The clichéd bidaai setting brings back harrowing memories of saas-bahu (mother-in-law/daughter-in-law) serials and makes you lunge for the remote even if you are paralysed neck down. The fake expressions and the wailing banshee soundtrack also add to the overall gloom. Coming to a relevant brand idea, well, it is conspicuous by its absence. Why on earth should you buy a Crabtree since the ad doesn’t give a single reason to go for one? And yes, flicking on an imaginary switch on someone’s shoulder might be someone’s idea of “bizarre” advertising, but is it funny? Gimme the Washington Red Skins any day.

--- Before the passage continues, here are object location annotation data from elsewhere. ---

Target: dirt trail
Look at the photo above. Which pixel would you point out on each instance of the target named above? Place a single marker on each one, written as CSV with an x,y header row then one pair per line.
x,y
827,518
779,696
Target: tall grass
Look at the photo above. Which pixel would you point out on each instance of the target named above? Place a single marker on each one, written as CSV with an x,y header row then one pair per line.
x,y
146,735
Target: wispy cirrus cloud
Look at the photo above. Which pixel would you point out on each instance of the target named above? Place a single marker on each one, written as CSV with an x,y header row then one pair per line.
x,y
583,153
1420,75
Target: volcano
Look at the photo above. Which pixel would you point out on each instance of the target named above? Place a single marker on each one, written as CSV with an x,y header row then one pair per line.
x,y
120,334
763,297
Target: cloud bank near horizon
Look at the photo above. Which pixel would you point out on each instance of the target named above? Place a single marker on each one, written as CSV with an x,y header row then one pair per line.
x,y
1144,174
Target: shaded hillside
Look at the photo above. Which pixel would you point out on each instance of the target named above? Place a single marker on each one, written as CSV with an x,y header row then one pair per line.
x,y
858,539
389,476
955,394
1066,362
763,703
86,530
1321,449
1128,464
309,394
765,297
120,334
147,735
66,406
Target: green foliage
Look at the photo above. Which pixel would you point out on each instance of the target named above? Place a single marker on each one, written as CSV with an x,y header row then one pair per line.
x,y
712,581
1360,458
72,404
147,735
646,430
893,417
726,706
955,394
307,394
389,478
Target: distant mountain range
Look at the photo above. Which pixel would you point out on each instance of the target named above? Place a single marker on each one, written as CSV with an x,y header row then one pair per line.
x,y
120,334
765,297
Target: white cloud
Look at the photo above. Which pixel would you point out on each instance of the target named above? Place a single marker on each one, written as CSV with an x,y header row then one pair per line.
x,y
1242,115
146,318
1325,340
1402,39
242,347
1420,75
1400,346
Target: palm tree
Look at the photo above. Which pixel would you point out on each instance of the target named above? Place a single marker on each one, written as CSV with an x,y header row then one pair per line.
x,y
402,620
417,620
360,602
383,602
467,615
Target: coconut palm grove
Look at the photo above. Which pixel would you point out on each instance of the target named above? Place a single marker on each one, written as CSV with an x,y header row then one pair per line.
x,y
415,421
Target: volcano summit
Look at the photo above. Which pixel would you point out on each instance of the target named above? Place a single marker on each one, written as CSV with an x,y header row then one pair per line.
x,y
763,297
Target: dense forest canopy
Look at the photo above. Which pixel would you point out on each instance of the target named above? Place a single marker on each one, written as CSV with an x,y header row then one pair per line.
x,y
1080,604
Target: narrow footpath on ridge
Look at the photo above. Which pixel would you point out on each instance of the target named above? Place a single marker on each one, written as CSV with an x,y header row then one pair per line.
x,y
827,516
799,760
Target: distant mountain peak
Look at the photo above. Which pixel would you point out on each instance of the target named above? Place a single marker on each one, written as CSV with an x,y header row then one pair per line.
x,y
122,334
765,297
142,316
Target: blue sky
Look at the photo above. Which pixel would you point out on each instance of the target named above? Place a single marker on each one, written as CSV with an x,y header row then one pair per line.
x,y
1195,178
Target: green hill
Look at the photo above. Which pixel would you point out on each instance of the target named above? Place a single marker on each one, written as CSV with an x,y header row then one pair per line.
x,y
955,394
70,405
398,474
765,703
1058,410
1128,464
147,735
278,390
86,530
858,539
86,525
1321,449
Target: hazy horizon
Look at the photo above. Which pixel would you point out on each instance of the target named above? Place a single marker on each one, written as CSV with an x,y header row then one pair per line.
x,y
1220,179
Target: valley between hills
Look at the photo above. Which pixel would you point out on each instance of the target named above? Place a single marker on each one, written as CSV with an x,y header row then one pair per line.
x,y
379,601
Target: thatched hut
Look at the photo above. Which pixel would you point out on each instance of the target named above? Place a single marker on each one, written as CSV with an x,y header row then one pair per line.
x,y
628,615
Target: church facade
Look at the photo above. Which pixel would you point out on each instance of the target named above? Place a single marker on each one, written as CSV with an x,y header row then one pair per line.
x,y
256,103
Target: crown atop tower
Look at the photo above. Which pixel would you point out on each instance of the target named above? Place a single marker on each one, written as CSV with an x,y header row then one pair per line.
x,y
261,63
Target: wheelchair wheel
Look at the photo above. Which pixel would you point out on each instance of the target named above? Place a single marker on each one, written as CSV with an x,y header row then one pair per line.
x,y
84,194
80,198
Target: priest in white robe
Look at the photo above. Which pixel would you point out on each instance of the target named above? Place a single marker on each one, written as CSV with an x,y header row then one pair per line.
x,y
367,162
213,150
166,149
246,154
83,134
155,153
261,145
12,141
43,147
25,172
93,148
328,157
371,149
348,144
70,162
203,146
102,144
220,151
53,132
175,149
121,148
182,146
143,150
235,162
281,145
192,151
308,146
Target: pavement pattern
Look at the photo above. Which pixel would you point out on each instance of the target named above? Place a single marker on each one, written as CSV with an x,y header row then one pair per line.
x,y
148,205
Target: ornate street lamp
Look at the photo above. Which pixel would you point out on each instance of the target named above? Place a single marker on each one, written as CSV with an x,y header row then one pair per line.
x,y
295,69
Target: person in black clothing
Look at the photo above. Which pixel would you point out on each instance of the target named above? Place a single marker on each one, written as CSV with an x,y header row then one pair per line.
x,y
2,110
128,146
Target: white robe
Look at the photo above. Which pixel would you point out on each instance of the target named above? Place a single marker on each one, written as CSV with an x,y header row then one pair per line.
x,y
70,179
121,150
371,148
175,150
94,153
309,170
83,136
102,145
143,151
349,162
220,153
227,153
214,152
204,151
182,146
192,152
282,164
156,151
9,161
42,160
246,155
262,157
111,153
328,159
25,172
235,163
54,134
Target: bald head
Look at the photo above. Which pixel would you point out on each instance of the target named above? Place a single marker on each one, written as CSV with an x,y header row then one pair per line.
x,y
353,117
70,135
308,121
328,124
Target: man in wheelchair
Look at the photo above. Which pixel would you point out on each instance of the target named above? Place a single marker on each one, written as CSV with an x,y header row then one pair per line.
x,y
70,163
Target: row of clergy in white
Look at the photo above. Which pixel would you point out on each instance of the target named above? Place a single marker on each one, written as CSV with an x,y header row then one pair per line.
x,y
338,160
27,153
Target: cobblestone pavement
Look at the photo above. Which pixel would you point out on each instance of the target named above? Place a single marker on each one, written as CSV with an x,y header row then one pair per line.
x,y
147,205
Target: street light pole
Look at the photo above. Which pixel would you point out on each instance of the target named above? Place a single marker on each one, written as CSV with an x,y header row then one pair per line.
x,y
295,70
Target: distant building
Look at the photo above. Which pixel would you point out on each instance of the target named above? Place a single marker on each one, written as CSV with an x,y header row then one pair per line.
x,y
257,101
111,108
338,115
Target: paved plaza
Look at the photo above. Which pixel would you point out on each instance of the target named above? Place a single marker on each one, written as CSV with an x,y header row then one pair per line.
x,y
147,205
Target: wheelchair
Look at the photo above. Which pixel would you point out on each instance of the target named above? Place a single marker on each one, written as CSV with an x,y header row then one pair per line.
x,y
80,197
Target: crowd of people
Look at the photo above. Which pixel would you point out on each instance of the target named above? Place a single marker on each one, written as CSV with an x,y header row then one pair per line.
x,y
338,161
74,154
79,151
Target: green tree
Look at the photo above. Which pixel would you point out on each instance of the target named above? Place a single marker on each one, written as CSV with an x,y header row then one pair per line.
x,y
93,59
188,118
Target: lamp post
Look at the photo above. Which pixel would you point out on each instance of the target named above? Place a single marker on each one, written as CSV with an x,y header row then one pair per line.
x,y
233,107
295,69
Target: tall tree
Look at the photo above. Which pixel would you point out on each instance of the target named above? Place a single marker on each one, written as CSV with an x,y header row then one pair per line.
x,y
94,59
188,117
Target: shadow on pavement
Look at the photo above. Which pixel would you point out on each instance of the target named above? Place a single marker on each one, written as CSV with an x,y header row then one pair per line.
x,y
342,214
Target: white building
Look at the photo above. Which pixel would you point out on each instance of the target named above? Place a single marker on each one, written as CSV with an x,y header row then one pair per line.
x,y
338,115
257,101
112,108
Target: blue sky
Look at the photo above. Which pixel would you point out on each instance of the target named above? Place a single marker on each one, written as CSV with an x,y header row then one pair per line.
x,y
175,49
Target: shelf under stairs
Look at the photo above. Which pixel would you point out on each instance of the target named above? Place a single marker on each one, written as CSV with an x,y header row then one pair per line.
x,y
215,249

How we would have done it: A good starting point would be to revisit the brief. I know for a fact that Crabtree switches offer a good functional performance. But the “functional space” is already crowded. Moreover, since consumers are looking for higher order benefits even from electrical accessories, we can showcase another area of strength, namely, the international looks and designs of the switches. This can lead to a host of interesting relevant propositions. Switches so exclusive you’ll go for a manicure before touching them! Or switches so elegant, everything else looks ugly in comparison! Switches so good-looking you can’t resist having too many of them.
For instance, you have three doorbells instead of one! Or, on a wilder note, the Switches of Eastwick! (a whacked out series of how you transform into a witch when you are totally possessed by the desire to have a Crabtree switch in your house).